In the presentation, Intel mentioned collaborations, such as with Google to launch IPUs—chips crucial for cloud service providers to enhance infrastructure performance. Intel is also partnering with telecom clients like Ericsson to provide advanced wireless infrastructure chips globally.
This actually reveals another theme of Gelsinger's speech: Intel is no longer relying on a single, general-purpose chip to win the market. Instead, it's packaging chips, systems, software, and industry partnerships into a complete set of solutions that can be freely customized according to the needs of different enterprises, thereby maximizing Intel's advantages.
Image Source: Intel
From the perspective of Lei Technology, Intel is essentially redefining its position in the ecosystem: data centers need CPUs for agent orchestration; inference systems require heterogeneous disaggregation to reduce costs; PCs need local AI to handle privacy and compliance; edge and embodied intelligence require high-efficiency chips; and industry clients need customized chips.

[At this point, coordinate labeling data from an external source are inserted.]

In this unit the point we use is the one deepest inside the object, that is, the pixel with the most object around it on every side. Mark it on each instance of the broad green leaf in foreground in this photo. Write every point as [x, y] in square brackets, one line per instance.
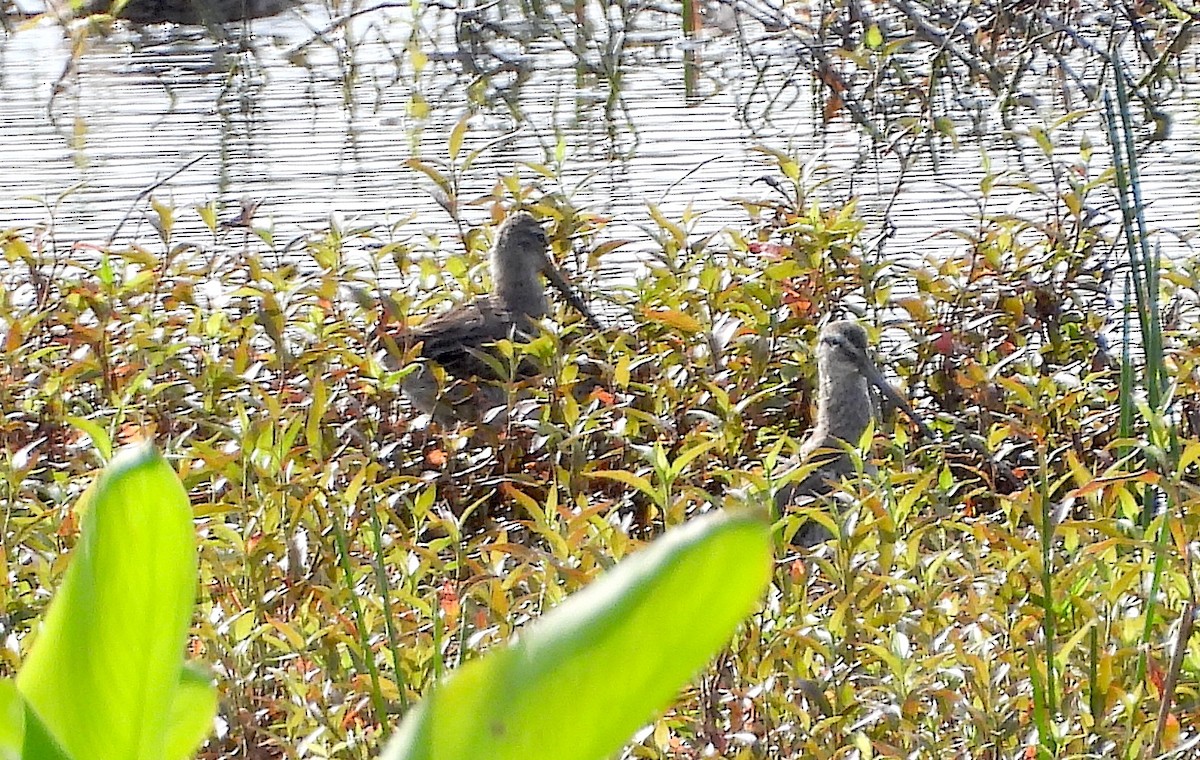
[106, 674]
[581, 680]
[22, 734]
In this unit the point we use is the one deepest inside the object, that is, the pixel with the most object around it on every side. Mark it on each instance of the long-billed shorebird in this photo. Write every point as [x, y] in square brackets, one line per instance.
[845, 372]
[455, 339]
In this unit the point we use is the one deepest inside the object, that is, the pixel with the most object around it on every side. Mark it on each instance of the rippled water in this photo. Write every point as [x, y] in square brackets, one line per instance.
[319, 127]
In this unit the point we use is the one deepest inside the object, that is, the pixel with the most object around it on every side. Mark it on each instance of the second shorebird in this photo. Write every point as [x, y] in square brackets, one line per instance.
[456, 337]
[845, 372]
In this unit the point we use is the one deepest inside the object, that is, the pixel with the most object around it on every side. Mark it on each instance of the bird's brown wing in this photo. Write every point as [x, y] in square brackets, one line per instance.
[455, 337]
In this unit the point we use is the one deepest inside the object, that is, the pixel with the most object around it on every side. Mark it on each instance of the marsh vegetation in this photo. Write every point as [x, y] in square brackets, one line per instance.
[1020, 584]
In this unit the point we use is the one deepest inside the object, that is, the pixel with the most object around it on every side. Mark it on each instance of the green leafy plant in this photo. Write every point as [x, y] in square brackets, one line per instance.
[582, 678]
[106, 676]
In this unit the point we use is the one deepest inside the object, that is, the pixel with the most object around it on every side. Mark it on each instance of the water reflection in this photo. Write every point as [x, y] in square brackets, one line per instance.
[313, 114]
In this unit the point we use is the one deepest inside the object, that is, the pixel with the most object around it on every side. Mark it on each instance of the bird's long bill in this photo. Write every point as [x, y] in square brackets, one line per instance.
[569, 293]
[876, 378]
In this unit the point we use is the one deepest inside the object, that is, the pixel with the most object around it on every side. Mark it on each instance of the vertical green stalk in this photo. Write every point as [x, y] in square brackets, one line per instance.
[385, 598]
[1049, 622]
[360, 622]
[1144, 265]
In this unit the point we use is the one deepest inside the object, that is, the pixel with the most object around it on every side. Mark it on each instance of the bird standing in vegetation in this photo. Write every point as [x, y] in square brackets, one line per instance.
[459, 339]
[844, 411]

By meeting the needs of enterprises across different fields and various points in the value chain, Intel aims to become even more "everywhere" than Nvidia.
Of course, the pressure on Intel remains immense. Nvidia's advantages in AI accelerators and software ecosystems are still evident, and AMD continues its offensive in server CPUs and AI chips. For Intel to successfully navigate this path, it ultimately depends on the mass production speed of the 18A process, whether the Xeon 6+ rack-level solutions can be deployed quickly, and whether customers can truly see significant benefits from this new architecture.
But at least this time, Intel's direction is clearer than before.
It can be said that as AI enters the era of agents, competition is no longer just about comparing the peak performance of a single chip. Instead, it involves the collaborative efficiency optimization of the entire computing system. GPUs remain important, but CPUs, edge devices, local AI, and custom chips are also regaining critical importance.
And what Intel aims to seize is precisely this window of opportunity where AI infrastructure is undergoing a re-division of labor.